Soon it was just Marian and me at the crossroads. Palms up, we waited.

:::

A touch. A landing. I moved my eyes down and to the left and there stood a tiny fluffball of feathers, weighing virtually nothing … but so very alive. He or she bit down on a seed, and then poof! Off to the dining room.

I was in awe. This bird had graced me with their presence and then left. This puny human had no power to control the proceedings. There were moments of here and some of not here. Both are lovely.

Marian and I welcomed many visitors over the next half hour – some tiny winged ones and some heavier ones, clothed in their parkas. Among them was a teenaged girl, accompanied by her grandma. Marian offered the gift of seed. “Can I?” she asked. Grandma nodded. The girl’s arm went horizontal and she waited. I could feel her heart beating fast.

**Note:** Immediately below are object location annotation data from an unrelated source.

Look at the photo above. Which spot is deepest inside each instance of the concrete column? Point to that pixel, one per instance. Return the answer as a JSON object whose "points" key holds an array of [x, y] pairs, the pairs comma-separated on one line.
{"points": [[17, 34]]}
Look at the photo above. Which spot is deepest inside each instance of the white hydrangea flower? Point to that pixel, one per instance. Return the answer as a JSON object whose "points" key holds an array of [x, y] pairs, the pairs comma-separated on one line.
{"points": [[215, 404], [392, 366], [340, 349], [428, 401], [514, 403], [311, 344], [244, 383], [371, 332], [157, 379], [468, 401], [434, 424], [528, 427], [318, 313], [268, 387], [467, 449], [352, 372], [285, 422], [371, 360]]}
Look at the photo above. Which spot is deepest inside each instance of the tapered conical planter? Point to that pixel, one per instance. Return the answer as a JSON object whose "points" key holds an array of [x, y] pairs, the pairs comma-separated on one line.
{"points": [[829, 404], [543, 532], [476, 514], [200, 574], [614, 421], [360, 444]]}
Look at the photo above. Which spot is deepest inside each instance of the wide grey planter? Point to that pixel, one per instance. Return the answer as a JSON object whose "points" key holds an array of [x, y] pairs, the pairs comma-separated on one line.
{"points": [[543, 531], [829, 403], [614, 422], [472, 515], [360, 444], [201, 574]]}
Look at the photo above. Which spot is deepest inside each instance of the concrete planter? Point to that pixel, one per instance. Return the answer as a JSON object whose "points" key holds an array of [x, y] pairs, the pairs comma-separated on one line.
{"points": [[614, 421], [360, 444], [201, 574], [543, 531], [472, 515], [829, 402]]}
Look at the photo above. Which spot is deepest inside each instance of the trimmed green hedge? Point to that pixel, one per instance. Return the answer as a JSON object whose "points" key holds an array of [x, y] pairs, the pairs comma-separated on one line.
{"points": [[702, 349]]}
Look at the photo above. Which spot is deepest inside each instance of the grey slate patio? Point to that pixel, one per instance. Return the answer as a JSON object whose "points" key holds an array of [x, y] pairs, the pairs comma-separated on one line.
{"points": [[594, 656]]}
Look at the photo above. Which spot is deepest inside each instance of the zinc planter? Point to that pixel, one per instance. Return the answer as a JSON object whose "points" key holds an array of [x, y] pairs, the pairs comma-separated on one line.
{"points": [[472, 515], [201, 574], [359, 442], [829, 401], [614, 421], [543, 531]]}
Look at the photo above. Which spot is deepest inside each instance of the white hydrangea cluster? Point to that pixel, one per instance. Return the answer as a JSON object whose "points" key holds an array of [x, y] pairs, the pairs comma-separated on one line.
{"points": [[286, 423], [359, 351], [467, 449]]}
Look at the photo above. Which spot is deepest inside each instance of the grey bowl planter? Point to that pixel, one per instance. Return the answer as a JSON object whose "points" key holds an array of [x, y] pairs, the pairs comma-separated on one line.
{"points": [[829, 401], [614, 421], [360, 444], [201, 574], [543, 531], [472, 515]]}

Soon there was a call from further up the trail. “Hurry up!” The girl jerked to leave and both Marian and I silently willed her to stay. She lingered a few seconds more …

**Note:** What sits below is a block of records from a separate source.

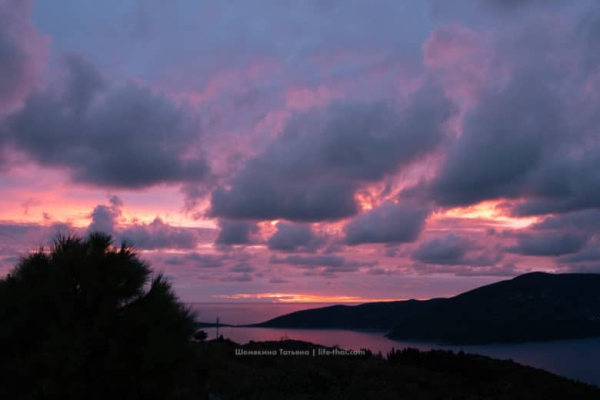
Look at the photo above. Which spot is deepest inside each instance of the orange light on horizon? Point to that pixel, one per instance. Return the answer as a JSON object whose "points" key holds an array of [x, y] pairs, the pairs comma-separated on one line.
{"points": [[303, 298]]}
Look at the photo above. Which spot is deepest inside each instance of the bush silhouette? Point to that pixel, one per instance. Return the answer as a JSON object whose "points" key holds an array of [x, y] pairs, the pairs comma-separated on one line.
{"points": [[88, 320]]}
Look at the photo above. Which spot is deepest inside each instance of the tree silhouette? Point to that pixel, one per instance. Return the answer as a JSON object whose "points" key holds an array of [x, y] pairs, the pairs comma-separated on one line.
{"points": [[88, 320], [201, 335]]}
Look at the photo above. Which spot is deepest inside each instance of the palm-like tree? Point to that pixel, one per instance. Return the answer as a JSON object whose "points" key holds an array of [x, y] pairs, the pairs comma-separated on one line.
{"points": [[88, 320]]}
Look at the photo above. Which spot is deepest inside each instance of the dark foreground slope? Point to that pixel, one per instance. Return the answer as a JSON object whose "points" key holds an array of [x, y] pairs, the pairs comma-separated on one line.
{"points": [[407, 374], [530, 307]]}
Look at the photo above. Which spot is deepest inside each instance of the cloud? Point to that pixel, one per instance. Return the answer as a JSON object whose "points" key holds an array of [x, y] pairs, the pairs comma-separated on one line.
{"points": [[309, 261], [548, 244], [159, 235], [329, 261], [312, 170], [121, 137], [104, 219], [449, 250], [388, 223], [452, 249], [242, 267], [22, 53], [236, 232], [278, 280], [295, 238], [244, 277], [529, 136]]}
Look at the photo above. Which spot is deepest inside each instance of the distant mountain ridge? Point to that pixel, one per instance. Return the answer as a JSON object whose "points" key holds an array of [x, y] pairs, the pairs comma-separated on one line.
{"points": [[531, 307]]}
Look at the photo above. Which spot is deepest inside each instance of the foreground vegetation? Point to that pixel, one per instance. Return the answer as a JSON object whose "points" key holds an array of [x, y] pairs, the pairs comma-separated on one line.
{"points": [[403, 374], [87, 320]]}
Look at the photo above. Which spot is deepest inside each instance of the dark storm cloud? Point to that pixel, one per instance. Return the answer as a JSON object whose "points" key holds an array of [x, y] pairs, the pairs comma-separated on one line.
{"points": [[236, 232], [590, 252], [159, 235], [548, 243], [388, 223], [584, 221], [533, 139], [104, 219], [126, 137], [312, 170], [21, 52], [294, 237], [329, 261], [454, 250], [242, 267], [504, 140]]}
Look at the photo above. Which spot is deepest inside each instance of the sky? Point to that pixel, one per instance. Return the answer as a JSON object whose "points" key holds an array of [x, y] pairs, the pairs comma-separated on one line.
{"points": [[314, 151]]}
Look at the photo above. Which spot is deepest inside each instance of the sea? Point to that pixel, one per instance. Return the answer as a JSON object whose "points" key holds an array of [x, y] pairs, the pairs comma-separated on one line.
{"points": [[576, 359]]}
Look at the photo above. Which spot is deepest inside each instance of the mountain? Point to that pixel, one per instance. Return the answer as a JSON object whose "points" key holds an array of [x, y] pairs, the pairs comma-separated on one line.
{"points": [[531, 307], [264, 373]]}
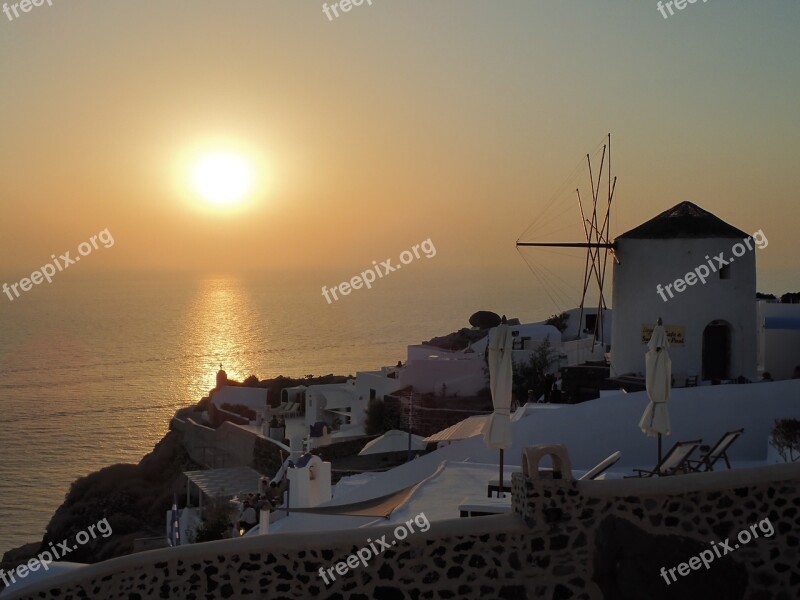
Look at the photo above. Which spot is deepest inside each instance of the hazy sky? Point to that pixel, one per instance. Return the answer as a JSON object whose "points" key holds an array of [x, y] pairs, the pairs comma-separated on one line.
{"points": [[397, 122]]}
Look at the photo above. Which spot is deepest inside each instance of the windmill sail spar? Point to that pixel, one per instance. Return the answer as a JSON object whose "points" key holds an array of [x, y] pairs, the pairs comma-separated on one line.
{"points": [[597, 233]]}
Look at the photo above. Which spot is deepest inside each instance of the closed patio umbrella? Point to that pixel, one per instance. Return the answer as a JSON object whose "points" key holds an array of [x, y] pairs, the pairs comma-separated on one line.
{"points": [[658, 380], [497, 430]]}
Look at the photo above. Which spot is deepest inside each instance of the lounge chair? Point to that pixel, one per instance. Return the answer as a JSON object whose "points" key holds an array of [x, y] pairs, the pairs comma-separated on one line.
{"points": [[593, 473], [717, 452], [674, 461], [601, 468]]}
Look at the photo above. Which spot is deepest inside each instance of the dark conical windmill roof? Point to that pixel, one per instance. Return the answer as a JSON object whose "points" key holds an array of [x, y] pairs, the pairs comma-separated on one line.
{"points": [[684, 220]]}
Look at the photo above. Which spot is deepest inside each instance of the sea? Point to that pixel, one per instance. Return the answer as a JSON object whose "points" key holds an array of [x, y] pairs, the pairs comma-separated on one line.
{"points": [[93, 367]]}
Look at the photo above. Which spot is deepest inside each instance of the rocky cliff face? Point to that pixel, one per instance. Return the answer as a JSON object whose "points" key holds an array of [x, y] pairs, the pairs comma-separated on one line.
{"points": [[132, 498]]}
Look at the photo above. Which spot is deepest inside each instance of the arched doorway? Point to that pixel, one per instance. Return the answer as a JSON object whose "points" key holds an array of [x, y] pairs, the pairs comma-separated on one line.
{"points": [[717, 350]]}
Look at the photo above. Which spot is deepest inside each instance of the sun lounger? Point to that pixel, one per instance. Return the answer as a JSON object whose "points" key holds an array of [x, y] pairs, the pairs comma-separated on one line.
{"points": [[601, 468], [717, 452], [593, 473], [472, 506], [674, 461]]}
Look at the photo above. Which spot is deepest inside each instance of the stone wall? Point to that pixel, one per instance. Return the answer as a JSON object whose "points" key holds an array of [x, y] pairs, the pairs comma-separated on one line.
{"points": [[565, 539], [610, 539]]}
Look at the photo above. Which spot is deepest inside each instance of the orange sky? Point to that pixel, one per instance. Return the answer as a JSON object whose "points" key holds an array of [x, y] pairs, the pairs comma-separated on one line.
{"points": [[395, 123]]}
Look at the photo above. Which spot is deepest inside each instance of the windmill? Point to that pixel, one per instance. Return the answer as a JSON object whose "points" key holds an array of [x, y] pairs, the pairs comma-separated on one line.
{"points": [[596, 222]]}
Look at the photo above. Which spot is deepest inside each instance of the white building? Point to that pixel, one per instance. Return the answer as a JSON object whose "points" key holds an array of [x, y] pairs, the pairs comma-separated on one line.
{"points": [[779, 329], [711, 325]]}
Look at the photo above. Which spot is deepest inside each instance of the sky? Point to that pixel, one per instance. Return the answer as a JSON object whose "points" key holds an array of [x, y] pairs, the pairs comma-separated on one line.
{"points": [[457, 121]]}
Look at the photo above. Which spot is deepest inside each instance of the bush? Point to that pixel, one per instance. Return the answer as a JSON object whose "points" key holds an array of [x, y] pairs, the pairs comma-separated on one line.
{"points": [[786, 438], [532, 375]]}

A heavenly visitor descended to her palm. The girl’s mouth opened wide and all of us shared in her wonder. It was the moment of the day.

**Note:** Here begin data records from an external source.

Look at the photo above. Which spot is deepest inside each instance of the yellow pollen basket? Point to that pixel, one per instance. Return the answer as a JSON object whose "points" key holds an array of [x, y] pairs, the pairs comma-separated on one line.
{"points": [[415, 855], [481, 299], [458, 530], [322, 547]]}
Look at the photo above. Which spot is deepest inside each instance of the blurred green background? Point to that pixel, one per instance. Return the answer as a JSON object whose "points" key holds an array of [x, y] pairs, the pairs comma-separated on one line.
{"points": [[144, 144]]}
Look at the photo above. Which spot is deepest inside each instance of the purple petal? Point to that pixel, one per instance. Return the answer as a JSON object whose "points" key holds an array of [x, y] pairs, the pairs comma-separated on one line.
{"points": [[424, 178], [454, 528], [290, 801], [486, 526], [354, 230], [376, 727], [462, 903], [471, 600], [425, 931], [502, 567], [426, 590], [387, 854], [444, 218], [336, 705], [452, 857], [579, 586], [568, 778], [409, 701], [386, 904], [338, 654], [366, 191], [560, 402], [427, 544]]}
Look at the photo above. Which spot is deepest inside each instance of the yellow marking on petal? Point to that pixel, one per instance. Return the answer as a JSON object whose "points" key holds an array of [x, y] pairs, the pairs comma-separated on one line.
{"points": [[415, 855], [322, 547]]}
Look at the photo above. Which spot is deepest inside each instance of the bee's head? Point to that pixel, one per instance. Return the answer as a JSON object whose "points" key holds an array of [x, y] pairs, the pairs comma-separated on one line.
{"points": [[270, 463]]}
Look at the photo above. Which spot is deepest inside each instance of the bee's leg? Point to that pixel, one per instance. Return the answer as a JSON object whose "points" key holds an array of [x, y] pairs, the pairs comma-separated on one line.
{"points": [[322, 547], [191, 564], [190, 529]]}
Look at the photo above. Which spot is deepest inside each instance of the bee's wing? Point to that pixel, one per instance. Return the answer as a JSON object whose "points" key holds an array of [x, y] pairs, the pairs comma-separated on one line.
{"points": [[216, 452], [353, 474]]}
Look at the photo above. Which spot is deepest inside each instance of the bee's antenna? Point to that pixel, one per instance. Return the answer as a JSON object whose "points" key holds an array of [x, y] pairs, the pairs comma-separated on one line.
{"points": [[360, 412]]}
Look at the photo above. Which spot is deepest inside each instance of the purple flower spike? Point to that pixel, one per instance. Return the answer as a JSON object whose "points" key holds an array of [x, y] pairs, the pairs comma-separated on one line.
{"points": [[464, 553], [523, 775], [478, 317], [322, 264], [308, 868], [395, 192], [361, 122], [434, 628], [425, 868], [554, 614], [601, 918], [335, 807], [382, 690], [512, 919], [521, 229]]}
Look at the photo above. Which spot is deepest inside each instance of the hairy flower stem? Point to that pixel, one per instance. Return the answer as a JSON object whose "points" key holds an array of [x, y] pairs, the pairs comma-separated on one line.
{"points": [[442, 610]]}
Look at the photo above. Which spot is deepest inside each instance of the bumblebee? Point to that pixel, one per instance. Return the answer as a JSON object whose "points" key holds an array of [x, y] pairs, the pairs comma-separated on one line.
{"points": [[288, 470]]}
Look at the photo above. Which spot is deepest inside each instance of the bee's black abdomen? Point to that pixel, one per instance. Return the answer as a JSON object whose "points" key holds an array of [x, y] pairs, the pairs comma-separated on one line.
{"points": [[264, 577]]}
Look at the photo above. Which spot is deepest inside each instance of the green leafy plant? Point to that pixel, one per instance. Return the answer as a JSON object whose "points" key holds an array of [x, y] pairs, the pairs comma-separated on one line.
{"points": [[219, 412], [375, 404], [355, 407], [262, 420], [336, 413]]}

The girl walked up the trail, turning her head to wave goodbye, and to show us a radiant smile. All it took to create such a sweet space was a handful of sunflower seeds and a few kind words.

Building

I wonder why I’m here. Or maybe I don’t … I know I’m here to love. I’m here to enhance the juiciness of life. I’m here to open my palm to everyone I meet.

It’s such a journey – from infant to senior, from me to we, from scared of you to embracing you.

The two of us … what shall we build together?

I enjoy the story about the traveler in the middle ages who happened upon a large work site in the center of a village. He had been traveling for many days, and he was eager to talk to anyone who would engage with him.

He walked up to a worker at the site and asked, “Sir, may I ask what you are doing?”

The worker scowled a bit and said tersely, “I am cutting stones.”

The traveler decided he would find little conversation there, so he moved on to another worker. When he asked the same question, the worker paused for a moment and explained that he was cutting stones so he could support his family.

He had a wonderful wife and two small children who depended on him to provide them with food and shelter. They chatted about the project and the village for a few minutes, and the worker turned back to his large pile of stones.

The traveler moved to a third worker and asked the same question: “Sir, may I ask what you are doing?”

The worker put down his tools, stood quite tall, looked the traveler in the eye and said with a warm smile, “I am building a cathedral. It will be the tallest and most magnificent structure for miles around. Its beauty will delight people for centuries to come. The stone I am now working on will go near the front door where people will enter for shelter and kinship. I will probably not see the final product, but I know my work is part of something very important.”

(Lyn Boyer)

Let us lift our eyes to the Lord … to the beauty and kindness and intelligence of all who come our way. Higher and higher, to the light above the clouds.

Consciousness

The field of consciousness stands beyond time, space, or any known dimension and instead includes all dimensions, without being altered by them. The infinite field is omnipresent, omnipotent, omniscient and uniquely identifiable as the Absolute … There is no “here” or “there”. There is no “now” or “then”. The totality is equally and permanently present everywhere.

David Dawkins

Alrighty then. Given this immensity, what should I do with my life?

Well, anything that my dear heart desires, while sensing that my mind is in the middle of something vast and timeless. Can I even get my head around a realm that’s beyond time and space? Not really, all that much. But that’s okay.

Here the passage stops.